One of the most widely accepted arguments against death-with-dignity laws is that they can pressure people without health insurance who are facing large health expenses to submit to assisted suicide instead of fighting for their lives. Some are concerned that patients will be convinced by their doctors to take the medication. Senator Hoff has called the End of Life Option Act “assisted killing” and “state-assisted death”, explaining how doctors do not want to become “prescribers of death”. Indeed, the traditional purpose of doctors is to save lives, not to help end them. He also emphasized the potential of the bill to exploit the problem of elder abuse, detailing how the bill provides a tool for abusers to hide the evidence.

But perhaps the purpose of doctors is now being refocused in a new direction. Despite the many arguments against right-to-die laws, many remain in favor of the End of Life Option Act, including State Assembly Members Susan Eggman (D-Stockton) and Luis Alejo (D-Watsonville), group Compassion and Choices, and Senators Wolk and Monning.

Senator Wolk decided that it was an appropriate time for California to adopt its own death-with-dignity law following the media attention from Brittany Maynard. Those supporting death-with-dignity laws argue for a quick and easy death surrounded by family members, rather than months of prolonged and pointless suffering. Some even maintain that since we use euthanasia to put down pets out of mercy, why shouldn’t the same logic be applied to human beings?

So what are the implications of the End of Life Option Act? Similar right-to-die and death-with-dignity laws already exist in Oregon, Washington, Vermont, and Montana. Now that California has passed its own version of the law, assisted suicide is now provided to over 1 in 10 Americans, and legislators from across the nation are looking for it to expand even further. Over 20 states are considering death-with-dignity legislation, including Nevada, Wyoming, Wisconsin, New York, North Carolina, Missouri, and District of Columbia. A particularly strong battle is taking place in Maryland, where activists are hoping to take advantage of the momentum caused by California’s adoption of death-with-dignity legislation. A spokesperson for Wolk emphasized that California is a leader in political issues, thus California’s adoption of a right-to-die law will cause other states to propose similar legislation.
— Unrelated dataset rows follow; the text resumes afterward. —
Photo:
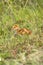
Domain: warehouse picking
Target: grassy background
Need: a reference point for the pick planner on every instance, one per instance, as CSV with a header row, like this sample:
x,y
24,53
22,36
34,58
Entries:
x,y
30,17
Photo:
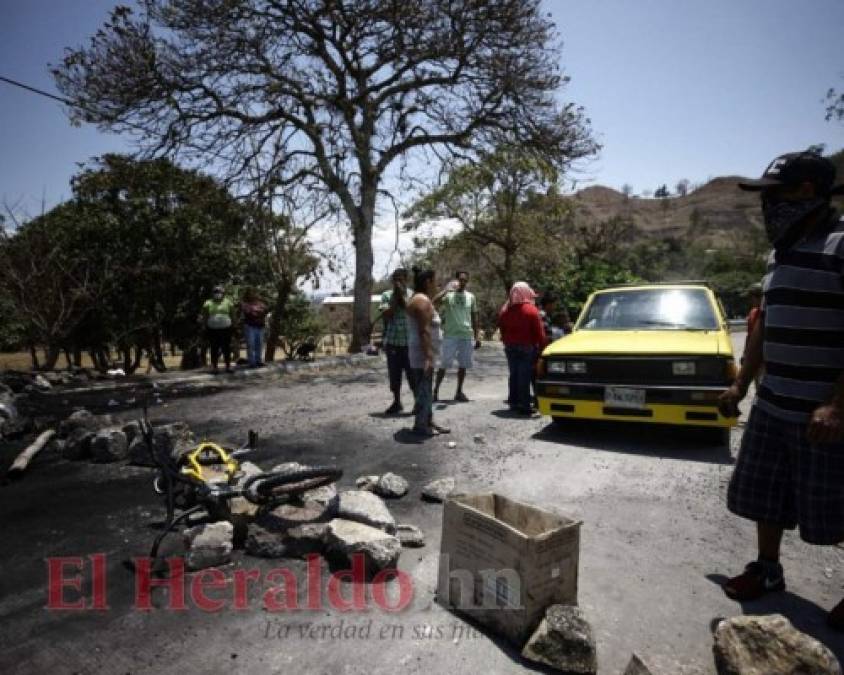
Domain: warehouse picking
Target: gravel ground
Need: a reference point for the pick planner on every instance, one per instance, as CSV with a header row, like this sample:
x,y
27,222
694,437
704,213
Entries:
x,y
655,543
Although right-to-die laws are now likely to spread across the nation, they remain highly emotional and controversial topics. A spokeswoman for Senator Wolk described how the bill is a controversial topic for many because the subject of death is a sensitive one, especially since it is often tied to religious beliefs. Wolk personally believes the bill protects the sanctity of life, and has said that one of her main motivations to write the bill was her mother’s experience when she died from cancer. However, Senator Huff has described how his brother’s death has motivated him to oppose the End of Life Option Act. Huff’s brother died from brain cancer in Montana, and opted not to utilize the state’s right-to-die law.

While Brown described his own personal struggle when debating whether to sign the act, bringing up his own experience with cancer, he ultimately decided that he believes assisted suicide should be an option for the terminally ill. Whether one agrees with or opposes the End of Life Option Act, it is clearly becoming more available through legislation. Indeed, terminally ill Californians now have more choices to make than ever before.